Гневным жестом Сабо прервал лейтенанта и быстро пошёл к штабной палатке
В шестом часу утра в штаб 35-го полка пришло сообщение из штаба 7-й дивизии о том, что в 4:50 остановилась уже 9-я венгерская дивизия. 2-й батальон её 17-го пехотного полка был встречен сильным пулеметным огнём с западной окраины хутора Прудок. Затем последовала яростная контратака роты советских солдат, в результате которой втрое превосходивший по численности венгерский батальон был рассеян и побежал. Только под угрозой расстрела на месте, командир батальона остановил своих солдат.
На хутор Прудок вместе со 2–м батальоном был брошен резерв 17-го полка – его 3-й батальон. Но атака снова захлебнулась.
К 8.00 другой полк 9-й дивизии – 47-й, потеряв половину личного состава, пробился к хутору Кабица. Но дальше полк не продвинулся, даже несмотря на то, что его атаку активно поддерживала немецкая авиация. Группы пикирующих бомбардировщиков «Юнкерс» в сопровождении «Мессершмиттов» каждые десять минут подлетали к передовой, чтобы расчищать венгерским войскам дорогу.
По всей новой линии соприкосновения советские части оборонялись бесстрашно и упорно. Их миномётные и артиллерийские батареи, укрытый в оврагах, вели непрерывный губительный огонь.
Лишь поддерживающим 2-ю Венгерскую армию немецким 16–м моторизованной и 387-й пехотной дивизиям, наступавшим на её левом фланге, удалось продвинуться достаточно далеко – к реке Тим.
Вскоре, крайне разочарованный действиями венгерских войск командующий Яни приказал командирам своих дивизий приостановить движение и в течение суток подготовить их к скоординированным штурмовым ударам, так как обороняться при наступлении противника в форме преследования русские были явно готовы.
«Наступление 3-го корпуса не было успешным. Если перед корпусом сосредоточены значительные силы противника, то приостановка наступления разумна. Подготовившись, мы штурмовым ударом окружим крупные силы», – написал Яни в журнале боевых действий 2-й Венгерской армии.
Но и возобновившееся 29 июня в 13:00 наступление венгерских пехотных дивизий и танковых частей не привело к решительной победе.

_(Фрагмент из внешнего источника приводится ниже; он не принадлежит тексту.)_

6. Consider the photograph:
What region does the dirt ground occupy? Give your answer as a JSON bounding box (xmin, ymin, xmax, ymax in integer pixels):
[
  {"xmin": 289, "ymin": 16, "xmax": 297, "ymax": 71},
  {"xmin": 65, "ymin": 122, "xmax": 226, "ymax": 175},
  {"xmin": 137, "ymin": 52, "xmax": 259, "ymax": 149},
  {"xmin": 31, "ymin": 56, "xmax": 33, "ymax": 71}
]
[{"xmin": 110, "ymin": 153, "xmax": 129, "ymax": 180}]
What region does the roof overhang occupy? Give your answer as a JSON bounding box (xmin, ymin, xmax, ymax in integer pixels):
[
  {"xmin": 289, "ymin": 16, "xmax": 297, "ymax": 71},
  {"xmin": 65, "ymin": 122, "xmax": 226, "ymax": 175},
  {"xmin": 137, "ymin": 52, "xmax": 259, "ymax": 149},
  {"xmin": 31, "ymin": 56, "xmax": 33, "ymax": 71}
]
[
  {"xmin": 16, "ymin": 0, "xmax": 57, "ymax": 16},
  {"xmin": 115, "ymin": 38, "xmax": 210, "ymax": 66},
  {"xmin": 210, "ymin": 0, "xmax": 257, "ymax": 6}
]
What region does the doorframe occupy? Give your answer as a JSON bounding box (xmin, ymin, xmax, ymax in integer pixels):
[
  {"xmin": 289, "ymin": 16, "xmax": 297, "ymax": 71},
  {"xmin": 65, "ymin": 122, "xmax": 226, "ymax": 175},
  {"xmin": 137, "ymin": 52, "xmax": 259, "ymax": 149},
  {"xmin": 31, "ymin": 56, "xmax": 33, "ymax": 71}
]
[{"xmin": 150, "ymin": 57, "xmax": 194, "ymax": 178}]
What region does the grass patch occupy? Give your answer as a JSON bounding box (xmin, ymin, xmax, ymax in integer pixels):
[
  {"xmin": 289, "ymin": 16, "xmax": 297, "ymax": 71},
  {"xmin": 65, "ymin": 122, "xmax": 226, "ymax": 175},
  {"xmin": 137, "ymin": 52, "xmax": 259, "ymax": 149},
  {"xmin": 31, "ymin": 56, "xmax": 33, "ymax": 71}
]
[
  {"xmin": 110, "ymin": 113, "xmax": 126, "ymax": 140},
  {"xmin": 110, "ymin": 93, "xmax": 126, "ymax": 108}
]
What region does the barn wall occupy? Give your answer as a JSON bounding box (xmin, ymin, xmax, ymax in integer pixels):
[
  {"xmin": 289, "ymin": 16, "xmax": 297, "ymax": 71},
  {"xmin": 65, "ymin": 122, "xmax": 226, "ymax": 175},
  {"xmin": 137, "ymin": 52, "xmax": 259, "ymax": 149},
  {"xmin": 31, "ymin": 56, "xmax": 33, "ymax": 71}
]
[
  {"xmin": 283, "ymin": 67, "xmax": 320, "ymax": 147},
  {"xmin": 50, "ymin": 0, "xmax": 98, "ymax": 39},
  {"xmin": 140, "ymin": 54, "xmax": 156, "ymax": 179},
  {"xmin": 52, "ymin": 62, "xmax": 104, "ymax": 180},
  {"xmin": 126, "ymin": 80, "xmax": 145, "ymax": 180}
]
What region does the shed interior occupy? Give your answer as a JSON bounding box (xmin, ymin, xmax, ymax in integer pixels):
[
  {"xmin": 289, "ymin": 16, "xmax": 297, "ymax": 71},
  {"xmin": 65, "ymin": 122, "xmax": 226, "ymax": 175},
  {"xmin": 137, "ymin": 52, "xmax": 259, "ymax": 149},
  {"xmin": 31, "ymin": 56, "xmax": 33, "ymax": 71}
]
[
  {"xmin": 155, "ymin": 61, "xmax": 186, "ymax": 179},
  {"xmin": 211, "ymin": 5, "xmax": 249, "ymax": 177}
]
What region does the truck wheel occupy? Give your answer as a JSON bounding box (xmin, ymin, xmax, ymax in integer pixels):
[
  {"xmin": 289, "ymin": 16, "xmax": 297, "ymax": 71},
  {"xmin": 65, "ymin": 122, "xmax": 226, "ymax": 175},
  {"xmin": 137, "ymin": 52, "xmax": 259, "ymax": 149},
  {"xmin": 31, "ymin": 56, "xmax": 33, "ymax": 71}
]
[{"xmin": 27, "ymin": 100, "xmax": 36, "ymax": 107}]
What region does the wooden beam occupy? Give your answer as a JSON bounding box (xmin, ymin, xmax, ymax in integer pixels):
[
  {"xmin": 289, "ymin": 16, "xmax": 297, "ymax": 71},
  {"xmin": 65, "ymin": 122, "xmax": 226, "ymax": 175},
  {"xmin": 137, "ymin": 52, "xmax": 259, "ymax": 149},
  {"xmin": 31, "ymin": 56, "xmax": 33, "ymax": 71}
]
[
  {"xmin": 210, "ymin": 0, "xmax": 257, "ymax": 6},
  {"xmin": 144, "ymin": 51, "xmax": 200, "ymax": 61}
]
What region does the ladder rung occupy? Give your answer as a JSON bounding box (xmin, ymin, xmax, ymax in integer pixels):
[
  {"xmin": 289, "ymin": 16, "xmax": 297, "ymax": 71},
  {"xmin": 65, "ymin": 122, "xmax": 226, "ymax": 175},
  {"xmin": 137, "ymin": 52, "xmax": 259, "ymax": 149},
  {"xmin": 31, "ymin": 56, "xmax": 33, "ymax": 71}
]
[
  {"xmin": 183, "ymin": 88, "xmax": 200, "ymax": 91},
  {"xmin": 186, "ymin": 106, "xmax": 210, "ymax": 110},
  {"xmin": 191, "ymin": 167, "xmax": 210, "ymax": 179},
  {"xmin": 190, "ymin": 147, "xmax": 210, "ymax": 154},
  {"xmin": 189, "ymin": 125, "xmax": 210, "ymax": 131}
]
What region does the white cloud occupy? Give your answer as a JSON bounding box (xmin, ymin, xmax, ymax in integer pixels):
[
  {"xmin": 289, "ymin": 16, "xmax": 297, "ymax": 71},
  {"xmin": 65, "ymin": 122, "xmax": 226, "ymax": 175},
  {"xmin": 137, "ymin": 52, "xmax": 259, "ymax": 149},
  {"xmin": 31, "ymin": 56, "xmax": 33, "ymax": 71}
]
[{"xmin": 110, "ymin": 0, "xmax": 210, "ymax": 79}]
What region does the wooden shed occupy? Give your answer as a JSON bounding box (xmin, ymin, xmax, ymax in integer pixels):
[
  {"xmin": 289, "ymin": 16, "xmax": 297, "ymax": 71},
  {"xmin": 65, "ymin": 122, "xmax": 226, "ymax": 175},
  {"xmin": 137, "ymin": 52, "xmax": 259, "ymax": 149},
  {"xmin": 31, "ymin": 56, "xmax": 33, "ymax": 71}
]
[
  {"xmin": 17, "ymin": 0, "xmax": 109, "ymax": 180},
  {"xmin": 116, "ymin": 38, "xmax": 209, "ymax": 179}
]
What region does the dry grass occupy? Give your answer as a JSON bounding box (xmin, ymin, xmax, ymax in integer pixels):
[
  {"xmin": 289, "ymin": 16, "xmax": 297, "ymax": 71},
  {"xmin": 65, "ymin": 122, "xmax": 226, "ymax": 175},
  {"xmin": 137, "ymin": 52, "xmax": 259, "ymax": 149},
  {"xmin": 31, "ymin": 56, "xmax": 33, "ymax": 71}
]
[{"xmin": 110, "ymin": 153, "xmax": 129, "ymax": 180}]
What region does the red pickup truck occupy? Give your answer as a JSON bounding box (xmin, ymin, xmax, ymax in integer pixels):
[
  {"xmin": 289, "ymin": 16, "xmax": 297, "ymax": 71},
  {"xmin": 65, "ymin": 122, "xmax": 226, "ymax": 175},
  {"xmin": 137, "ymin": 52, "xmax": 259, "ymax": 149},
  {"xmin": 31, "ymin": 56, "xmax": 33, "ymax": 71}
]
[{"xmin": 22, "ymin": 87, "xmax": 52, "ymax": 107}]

Сильный дождь мешал действиям немецкой авиации, поддерживающей венгерские войска. А сопротивление советской 212-й стрелковой дивизии в районе сел Кленовка, Липково и хутора Прудок было настолько сильным, что в 15.30 командир 9-й венгерской дивизии доложил командиру 3-го корпуса: «По моему убеждению, из хутора Прудок в южном направлении можно ожидать атаки крупных сил противника. Усталость, потери в личном составе побуждают отказаться от наступления на сегодняшний день и подготовиться к отражению русских контратак».
Однако при повторной атаке, после продолжительно артиллерийской подготовки и активной авиаподдержке, венгерским войскам ценой больших потерь удалось пройти на восток от хуторов Прудок и Кабицы и приблизились к селу Гнилое. К исходу дня после кровопролитного боя село Гнилое было захвачено.
В приказе по войскам командующий Яни, чтобы их подбодрить, указал в качестве причины затруднений наступления плохую погоду. «Дождливая погода выгодна для противника», – подчёркивалось в приказе.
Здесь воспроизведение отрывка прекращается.